AMSA handout (Getty Images) showing refined search zone (28 March 2014)
Day 22: Five aircraft spot multiple obkects of various colours, ships to locate
Media reports (Guardian) include that Australian authorities are analysing photographs of the objects taken by the aircraft on Friday. A Chinese patrol ship, Haixun 01, one of six ships in the area, had made it to the new search zone on Friday.
In addition, (Awani) reported that Minister Hishammuddins said nothing suspicious was found on the MH370 pilot’s Captain Azaharie's flight simulator, which has been investigated by the Malaysian police working with the FBI. He said the final information will come from the Inspector General of Police Tan Sri Khalid Abu Bakar.
[11.30am AEDT, Saturday, 29 March 2014] AMSA issued the following announcement summarising the search update this morning:
"Search operation for Malaysia Airlines aircraft: Update 26
Friday’s search area for the missing Malaysian Airlines flight MH370 was shifted north after international air crash investigators in Malaysia updated their previous analysis of the likely aircraft movements.
The Australian Transport Safety Bureau (ATSB) assessed this update as credible, and advised AMSA of the new basis for a revised search area.
AMSA then applied the effects of weather and currents to develop today’s search area.
Five aircraft spotted multiple objects of various colours during Friday’s search.
The objects cannot be verified or discounted as being from MH370 until they are relocated and recovered by ships. It is not known how much flotsam, such as from fishing activities, is ordinarily there. At least one distinctive fishing object has been identified.
Today’s weather is expected initially to be suitable for searching but conditions are expected to deteriorate later in the day.
The Chinese Maritime Safety Administration ship Haixun 01 has been on scene for relocating objects from first light.

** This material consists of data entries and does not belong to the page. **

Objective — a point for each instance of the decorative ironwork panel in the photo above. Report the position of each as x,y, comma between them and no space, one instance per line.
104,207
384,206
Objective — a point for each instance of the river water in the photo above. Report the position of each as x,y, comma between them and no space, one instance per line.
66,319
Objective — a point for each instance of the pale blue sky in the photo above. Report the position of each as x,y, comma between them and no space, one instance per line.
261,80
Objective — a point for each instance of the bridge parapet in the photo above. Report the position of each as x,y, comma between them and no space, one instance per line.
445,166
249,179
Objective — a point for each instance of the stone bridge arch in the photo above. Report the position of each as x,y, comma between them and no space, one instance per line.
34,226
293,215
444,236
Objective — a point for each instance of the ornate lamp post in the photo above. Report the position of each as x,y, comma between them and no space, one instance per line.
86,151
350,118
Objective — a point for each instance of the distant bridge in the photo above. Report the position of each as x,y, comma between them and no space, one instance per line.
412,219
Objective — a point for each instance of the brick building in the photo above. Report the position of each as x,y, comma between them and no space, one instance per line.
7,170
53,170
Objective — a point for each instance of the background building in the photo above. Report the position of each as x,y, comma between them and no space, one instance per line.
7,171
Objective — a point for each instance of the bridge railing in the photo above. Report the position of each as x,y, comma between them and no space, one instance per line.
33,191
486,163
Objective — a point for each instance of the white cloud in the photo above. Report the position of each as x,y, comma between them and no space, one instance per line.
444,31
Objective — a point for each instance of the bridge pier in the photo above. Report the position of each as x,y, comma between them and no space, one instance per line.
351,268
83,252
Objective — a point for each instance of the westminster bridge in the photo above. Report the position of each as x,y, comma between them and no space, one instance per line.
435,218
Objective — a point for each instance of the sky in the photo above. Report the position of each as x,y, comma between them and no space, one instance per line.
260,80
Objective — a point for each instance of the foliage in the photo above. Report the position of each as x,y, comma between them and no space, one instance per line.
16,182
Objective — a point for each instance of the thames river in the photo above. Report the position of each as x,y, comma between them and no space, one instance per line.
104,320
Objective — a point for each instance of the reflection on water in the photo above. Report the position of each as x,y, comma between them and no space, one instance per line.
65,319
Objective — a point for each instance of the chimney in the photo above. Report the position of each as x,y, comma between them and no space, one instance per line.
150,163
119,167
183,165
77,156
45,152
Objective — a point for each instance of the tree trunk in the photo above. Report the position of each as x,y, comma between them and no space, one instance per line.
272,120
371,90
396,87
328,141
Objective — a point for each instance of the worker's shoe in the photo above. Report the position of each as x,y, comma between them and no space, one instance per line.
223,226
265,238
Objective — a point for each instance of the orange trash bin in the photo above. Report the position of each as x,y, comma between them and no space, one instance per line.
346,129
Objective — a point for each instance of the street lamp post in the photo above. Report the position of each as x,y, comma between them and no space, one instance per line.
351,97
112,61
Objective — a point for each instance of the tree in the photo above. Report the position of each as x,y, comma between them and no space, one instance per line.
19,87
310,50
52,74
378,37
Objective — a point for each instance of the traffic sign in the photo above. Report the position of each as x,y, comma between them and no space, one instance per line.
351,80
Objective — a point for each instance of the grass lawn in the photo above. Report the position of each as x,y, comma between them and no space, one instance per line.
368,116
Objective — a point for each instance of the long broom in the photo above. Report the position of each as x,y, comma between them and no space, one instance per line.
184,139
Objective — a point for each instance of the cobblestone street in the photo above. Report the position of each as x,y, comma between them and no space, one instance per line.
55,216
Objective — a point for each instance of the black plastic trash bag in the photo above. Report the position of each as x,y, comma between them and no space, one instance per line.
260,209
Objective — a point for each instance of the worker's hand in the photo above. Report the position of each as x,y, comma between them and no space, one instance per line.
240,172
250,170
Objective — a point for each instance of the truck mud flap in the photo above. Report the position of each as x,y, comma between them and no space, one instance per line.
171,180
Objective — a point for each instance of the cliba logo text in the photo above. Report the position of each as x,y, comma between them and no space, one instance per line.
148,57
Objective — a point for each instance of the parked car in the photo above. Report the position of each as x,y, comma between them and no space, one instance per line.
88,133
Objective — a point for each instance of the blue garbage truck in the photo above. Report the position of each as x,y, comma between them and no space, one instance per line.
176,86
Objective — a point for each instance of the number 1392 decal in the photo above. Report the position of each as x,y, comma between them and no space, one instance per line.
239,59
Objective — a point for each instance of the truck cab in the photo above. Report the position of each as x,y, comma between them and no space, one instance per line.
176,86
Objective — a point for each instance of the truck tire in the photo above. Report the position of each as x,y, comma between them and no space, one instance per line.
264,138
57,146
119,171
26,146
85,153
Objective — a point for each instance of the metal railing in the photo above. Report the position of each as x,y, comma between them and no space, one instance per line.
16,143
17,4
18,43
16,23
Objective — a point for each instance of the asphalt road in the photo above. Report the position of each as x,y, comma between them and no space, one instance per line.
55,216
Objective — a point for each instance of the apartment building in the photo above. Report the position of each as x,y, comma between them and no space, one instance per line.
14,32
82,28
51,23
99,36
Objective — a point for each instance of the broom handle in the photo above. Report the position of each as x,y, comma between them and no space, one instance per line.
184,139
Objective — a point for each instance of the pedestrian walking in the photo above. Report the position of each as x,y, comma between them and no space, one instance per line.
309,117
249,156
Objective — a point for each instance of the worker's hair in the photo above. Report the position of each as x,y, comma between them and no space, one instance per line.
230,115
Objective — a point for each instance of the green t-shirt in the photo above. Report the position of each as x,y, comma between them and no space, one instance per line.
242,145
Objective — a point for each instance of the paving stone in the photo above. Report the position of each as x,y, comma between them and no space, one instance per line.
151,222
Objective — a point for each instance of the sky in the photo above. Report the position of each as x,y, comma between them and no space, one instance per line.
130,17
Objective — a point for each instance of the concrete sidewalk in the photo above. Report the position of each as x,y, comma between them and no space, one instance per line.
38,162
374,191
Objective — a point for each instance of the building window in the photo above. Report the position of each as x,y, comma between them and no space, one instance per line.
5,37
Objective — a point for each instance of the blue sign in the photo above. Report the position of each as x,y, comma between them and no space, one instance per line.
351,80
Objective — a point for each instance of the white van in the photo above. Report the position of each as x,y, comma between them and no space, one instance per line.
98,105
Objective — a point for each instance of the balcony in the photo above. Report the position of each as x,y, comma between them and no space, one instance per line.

Search activities today will involve a total of 8 aircraft.
They include three Royal Australian Air Force (RAAF) P3 Orions, a Japanese Coast Guard jet, a Japanese P3 Orion, a Royal New Zealand Air Force (RNZAF) P3 Orion, a Chinese People’s Liberation Army Air Force Ilyushin IL-76, and one civil jet acting as a communications relay.
The first aircraft to depart was the Chinese Ilyushin IL-76, which departed at 9:05am.
The first RAAF P3 Orion departed at 9:50am, with two others scheduled to depart about 12pm and 2pm.
The civil jet is scheduled to depart about 1pm.
The Japan Coast Guard jet is scheduled to depart about 2pm.
The Royal New Zealand Air Force (RNZAF) P3 Orion is scheduled to depart about 3pm.
The Japanese P3 Orion is scheduled to depart about 4pm
Six ships are expected to reach the search area today, tasked with relocating the objects sighted, but will arrive late in the day or after dark."